API technology. Application Programming Interfaces are a way for computer networks to communicate with each other. APIs are like pipes that allow data to flow, for example, from a bank to a technology company. This allows a bank to offer banking services via a fintech. Or open banking providers to enable customers of the same fintech to connect their existing bank accounts and seamlessly move money or share data.
Open banking regulation. Open banking gives users control over their information and standardises data sharing. It was first introduced in the European Union via PSD2 in 2018 and has been (or is being) implemented in other jurisdictions like the UK and US. A key requirement for AI is data input homogeneity. Open banking is likely to result in unbundling, weakening the relationship between possessing customer information and sale of that bank’s products. Together with technology, this data access will put smaller banks on a more even footing compared to large money centre banks.
Five predictions about payments and fintech in the Age of AI
AI will radically disrupt low-tech, data-siloed, legacy businesses like payments. The likely impact on payments and financial technology are set out below.
1. A direct relationship between merchants and their customers will emerge, cutting out old payment networks.
2. Payments will become cheaper, faster and less risky.
3. The richer datasets will allow merchants to offer personalised rewards.
4. The user insights generated (including customer shopping preferences and merchant reward incentives) will eventually be a competitive alternative to search advertising.
5. AI companies and their partner banks are likely to capture most of the payments market value over the next 5 years. They will also use the data to offer personalised financial products to users, transforming some fintechs into the largest players in the country.
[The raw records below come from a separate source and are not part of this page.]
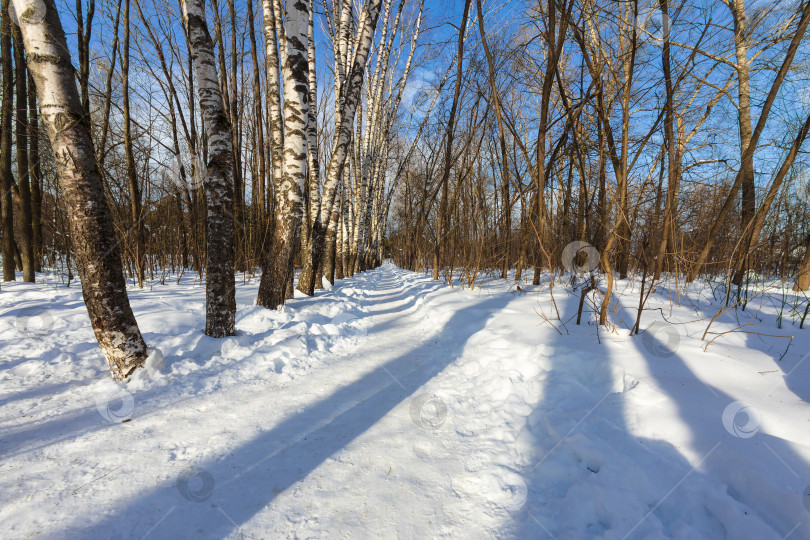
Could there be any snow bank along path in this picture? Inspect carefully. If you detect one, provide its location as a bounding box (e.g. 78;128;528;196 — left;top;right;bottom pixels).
0;265;810;539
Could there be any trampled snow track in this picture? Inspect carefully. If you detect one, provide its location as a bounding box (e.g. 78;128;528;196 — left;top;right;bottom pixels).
0;265;810;538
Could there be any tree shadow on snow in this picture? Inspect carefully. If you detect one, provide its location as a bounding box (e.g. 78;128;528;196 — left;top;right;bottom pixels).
512;298;810;539
66;280;514;538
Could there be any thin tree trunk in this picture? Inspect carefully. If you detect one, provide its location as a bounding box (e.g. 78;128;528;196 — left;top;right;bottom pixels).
28;73;42;272
14;19;35;283
121;0;146;288
433;0;470;280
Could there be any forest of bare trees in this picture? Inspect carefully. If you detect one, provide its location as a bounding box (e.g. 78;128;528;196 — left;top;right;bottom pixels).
0;0;810;380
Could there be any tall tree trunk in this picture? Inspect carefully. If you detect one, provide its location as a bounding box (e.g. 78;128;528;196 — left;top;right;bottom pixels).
686;2;810;282
476;0;508;279
304;0;382;292
28;73;42;272
256;1;311;309
433;0;470;280
14;19;35;283
14;0;147;380
121;0;146;288
183;0;236;338
652;0;676;283
0;0;16;281
298;4;321;296
76;0;92;117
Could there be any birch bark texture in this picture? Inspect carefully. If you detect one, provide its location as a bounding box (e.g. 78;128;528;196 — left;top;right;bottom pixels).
183;0;236;338
256;0;311;309
13;0;147;381
301;0;382;294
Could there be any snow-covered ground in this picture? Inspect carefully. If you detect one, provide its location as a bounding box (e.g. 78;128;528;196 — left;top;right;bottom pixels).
0;264;810;540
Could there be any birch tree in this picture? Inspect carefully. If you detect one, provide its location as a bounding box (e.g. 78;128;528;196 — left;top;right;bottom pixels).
302;0;382;294
183;0;236;338
14;0;147;380
256;0;311;309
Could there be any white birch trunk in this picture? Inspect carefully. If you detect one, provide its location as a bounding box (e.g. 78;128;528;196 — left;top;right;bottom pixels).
183;0;236;338
14;0;147;381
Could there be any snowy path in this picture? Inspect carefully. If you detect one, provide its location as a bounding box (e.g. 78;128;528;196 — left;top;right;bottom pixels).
0;265;810;539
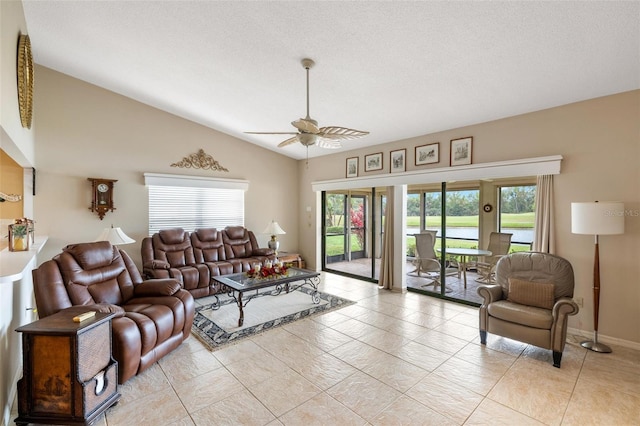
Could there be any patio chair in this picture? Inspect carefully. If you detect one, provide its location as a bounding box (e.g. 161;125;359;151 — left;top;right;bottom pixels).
410;231;458;290
476;232;513;284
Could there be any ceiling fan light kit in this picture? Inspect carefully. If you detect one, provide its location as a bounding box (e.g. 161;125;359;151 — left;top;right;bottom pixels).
246;58;369;149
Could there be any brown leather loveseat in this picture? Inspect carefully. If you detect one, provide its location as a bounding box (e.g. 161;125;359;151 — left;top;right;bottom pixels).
33;241;195;383
141;226;276;298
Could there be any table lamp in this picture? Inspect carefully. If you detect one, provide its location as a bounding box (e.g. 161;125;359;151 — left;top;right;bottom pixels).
95;225;136;246
262;220;286;255
571;201;624;353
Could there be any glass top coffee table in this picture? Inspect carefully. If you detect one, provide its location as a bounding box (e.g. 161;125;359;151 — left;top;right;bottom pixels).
212;268;320;327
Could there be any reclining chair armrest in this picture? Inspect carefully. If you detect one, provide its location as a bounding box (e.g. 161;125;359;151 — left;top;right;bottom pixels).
143;259;171;269
251;247;276;256
133;278;182;297
55;303;125;318
478;284;502;306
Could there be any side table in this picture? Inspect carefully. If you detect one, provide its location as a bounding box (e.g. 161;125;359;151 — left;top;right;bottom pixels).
278;252;304;269
15;311;120;425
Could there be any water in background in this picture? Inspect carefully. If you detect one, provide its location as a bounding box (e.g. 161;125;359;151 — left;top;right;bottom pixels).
407;227;534;244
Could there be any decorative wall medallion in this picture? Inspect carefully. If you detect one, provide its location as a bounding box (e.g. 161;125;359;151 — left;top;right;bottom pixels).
171;149;229;172
17;34;33;129
0;192;22;203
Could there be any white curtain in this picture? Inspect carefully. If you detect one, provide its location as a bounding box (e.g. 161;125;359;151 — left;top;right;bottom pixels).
379;186;394;290
532;175;556;254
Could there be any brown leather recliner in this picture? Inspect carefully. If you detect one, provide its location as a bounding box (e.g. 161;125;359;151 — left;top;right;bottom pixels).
222;226;275;272
141;228;211;298
478;252;578;368
191;228;233;294
33;241;195;383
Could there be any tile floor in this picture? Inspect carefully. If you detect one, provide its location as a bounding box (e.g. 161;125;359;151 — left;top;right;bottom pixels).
12;274;640;426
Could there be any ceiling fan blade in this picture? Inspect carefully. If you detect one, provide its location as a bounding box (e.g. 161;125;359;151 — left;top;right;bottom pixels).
244;132;298;135
291;118;320;134
316;138;342;149
278;136;298;148
318;126;369;140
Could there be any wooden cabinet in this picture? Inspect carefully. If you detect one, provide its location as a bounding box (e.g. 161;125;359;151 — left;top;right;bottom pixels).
15;311;120;425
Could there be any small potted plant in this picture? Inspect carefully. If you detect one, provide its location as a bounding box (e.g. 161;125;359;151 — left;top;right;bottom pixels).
9;223;29;251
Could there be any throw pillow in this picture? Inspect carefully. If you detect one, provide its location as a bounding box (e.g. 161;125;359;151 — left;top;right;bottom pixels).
507;278;555;309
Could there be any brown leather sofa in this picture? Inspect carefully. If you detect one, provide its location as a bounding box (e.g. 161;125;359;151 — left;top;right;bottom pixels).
33;241;195;383
141;226;276;298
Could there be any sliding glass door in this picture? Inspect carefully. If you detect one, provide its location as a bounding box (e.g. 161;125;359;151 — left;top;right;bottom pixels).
322;188;384;281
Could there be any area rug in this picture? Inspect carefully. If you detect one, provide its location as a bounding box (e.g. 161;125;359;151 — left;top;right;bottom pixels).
191;287;355;350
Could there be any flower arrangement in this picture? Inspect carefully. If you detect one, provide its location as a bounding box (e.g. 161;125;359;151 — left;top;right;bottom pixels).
247;265;287;278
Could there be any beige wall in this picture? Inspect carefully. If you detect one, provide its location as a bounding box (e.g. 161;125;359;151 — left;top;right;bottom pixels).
35;66;298;268
0;0;37;167
0;0;36;424
298;91;640;345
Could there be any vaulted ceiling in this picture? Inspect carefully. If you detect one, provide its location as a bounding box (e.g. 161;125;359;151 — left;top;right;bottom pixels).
23;0;640;159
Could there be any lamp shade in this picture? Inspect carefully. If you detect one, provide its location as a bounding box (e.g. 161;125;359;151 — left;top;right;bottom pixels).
571;201;624;235
262;220;286;235
95;226;136;246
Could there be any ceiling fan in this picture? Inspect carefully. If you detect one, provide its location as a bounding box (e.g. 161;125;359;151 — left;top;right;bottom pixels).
245;58;369;149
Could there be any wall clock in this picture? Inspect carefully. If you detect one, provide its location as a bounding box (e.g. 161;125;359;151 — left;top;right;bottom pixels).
87;178;117;220
17;34;33;129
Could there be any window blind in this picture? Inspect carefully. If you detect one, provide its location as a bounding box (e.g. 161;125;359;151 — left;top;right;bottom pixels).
145;171;246;235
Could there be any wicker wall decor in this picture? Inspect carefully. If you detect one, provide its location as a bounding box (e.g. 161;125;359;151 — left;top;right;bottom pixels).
171;149;229;172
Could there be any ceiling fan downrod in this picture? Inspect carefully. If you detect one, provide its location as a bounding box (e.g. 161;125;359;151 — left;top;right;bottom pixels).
302;58;316;120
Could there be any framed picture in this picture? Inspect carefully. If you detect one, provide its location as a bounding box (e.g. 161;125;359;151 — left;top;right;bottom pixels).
364;152;382;172
451;136;473;166
390;149;407;173
347;157;358;177
416;142;440;166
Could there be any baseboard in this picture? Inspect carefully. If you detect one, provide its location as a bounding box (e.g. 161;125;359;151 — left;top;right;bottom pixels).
2;362;22;425
567;327;640;350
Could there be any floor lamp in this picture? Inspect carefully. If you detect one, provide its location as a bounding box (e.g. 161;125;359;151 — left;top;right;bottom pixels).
571;201;624;353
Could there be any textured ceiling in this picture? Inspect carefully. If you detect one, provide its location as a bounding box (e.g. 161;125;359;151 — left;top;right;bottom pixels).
23;0;640;159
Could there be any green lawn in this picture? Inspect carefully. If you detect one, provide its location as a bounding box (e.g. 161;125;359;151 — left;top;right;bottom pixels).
326;212;534;256
407;212;535;228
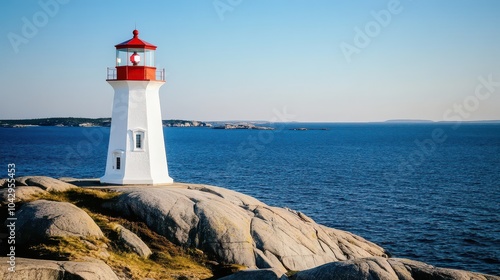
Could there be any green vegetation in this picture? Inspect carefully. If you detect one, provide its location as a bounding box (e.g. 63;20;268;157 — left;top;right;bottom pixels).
22;188;215;279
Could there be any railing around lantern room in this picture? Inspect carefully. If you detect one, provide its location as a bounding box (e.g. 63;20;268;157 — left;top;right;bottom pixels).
106;67;165;81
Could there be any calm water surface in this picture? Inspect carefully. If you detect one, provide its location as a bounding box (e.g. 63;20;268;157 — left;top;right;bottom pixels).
0;123;500;275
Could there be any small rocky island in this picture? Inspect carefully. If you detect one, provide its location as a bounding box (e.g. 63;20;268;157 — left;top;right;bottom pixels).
212;122;274;130
0;176;500;280
0;118;212;128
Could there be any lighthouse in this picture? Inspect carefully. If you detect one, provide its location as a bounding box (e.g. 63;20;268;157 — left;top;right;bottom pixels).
101;30;173;185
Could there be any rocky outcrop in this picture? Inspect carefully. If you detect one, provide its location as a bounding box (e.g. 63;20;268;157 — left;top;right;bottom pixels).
16;200;104;244
219;269;288;280
290;257;500;280
0;257;118;280
16;176;77;192
0;186;47;205
108;184;386;272
116;225;153;258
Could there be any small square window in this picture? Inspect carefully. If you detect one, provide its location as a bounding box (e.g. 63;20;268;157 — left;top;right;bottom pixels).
135;133;142;149
116;157;122;170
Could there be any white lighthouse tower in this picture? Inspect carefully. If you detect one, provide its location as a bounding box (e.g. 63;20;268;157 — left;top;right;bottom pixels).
101;30;173;185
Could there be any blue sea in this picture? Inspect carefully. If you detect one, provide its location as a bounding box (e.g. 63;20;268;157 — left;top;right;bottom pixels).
0;123;500;275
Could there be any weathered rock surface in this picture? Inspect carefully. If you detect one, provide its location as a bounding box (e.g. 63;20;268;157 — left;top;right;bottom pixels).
16;200;104;244
290;257;500;280
0;257;118;280
16;176;77;192
108;184;386;272
0;186;47;205
116;225;153;258
219;269;288;280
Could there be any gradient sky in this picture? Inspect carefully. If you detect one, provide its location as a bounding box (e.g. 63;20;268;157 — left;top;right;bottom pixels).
0;0;500;122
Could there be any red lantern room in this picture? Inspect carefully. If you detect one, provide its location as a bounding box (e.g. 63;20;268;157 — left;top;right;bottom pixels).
108;30;165;81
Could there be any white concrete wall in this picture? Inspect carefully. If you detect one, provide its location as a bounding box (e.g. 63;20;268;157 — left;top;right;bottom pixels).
101;81;173;185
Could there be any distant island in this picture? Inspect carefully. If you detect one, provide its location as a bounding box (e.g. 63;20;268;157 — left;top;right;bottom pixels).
0;117;500;131
0;118;212;128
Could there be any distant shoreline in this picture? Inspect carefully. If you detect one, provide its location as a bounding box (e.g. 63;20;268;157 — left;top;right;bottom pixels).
0;117;500;130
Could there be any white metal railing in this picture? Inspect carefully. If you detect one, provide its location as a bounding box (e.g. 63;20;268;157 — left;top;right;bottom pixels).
156;68;165;81
107;67;116;80
106;67;165;81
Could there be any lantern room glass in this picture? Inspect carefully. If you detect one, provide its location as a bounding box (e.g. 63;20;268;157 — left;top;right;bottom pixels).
116;48;155;67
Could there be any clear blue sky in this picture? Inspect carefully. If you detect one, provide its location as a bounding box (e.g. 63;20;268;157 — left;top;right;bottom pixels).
0;0;500;122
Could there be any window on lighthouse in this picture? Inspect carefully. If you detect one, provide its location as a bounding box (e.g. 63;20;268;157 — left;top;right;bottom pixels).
132;130;144;152
135;133;142;149
116;157;122;170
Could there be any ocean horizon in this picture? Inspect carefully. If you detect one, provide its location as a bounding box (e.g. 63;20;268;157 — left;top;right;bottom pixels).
0;123;500;275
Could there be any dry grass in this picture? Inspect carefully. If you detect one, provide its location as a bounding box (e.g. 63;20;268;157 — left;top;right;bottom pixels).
24;188;213;279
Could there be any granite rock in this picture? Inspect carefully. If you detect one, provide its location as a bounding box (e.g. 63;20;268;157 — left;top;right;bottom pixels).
16;200;104;245
107;184;387;272
0;257;118;280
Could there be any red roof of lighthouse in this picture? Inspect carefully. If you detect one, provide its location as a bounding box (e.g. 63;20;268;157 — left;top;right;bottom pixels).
115;29;156;50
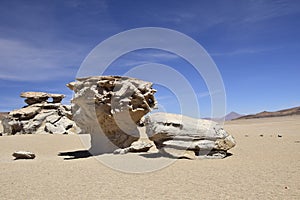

[1] Card fraud losses, United States, Nilson Report, 2022. Global card fraud losses were $32.34 billion. US was 36.8% of global fraud and US makes up 25.2% of global GDP (World Bank, 2022). The total value of transactions using cards issued in SEPA amounted to €5.40 trillion in 2021, of which €1.53 billion was fraudulent (European Central Bank).
[2] Fraud has increased even with the introduction of new technologies like digital wallets. The underlying card “pull” model is intrinsically high risk.
[3] 2023 Credit Card Fraud Report, Security.org.
[4] Meaning: whoever has the card details can spend money from the card account; there is no biometric link to the bank account holder.
[5] Merchants pay over $160 billion just in interchange fees, costing the average American family over $1,000 a year, Nilson Report, 2022. Interchange, assessment and processing fees make up what is known as the Merchant Discount Rate, which costs merchants about 2% of sales. The MDR is usually higher for smaller merchants and online (card not present) transactions.
[6] Mastercard, Euronews, 2021.
[7] Deep Learning and Large Scale Models for Bank Transactions, Garuti et al., Prometeia Associazione, 2023.
[8] US adults. PaymentsJournal, 2022. The amount is similar in Europe.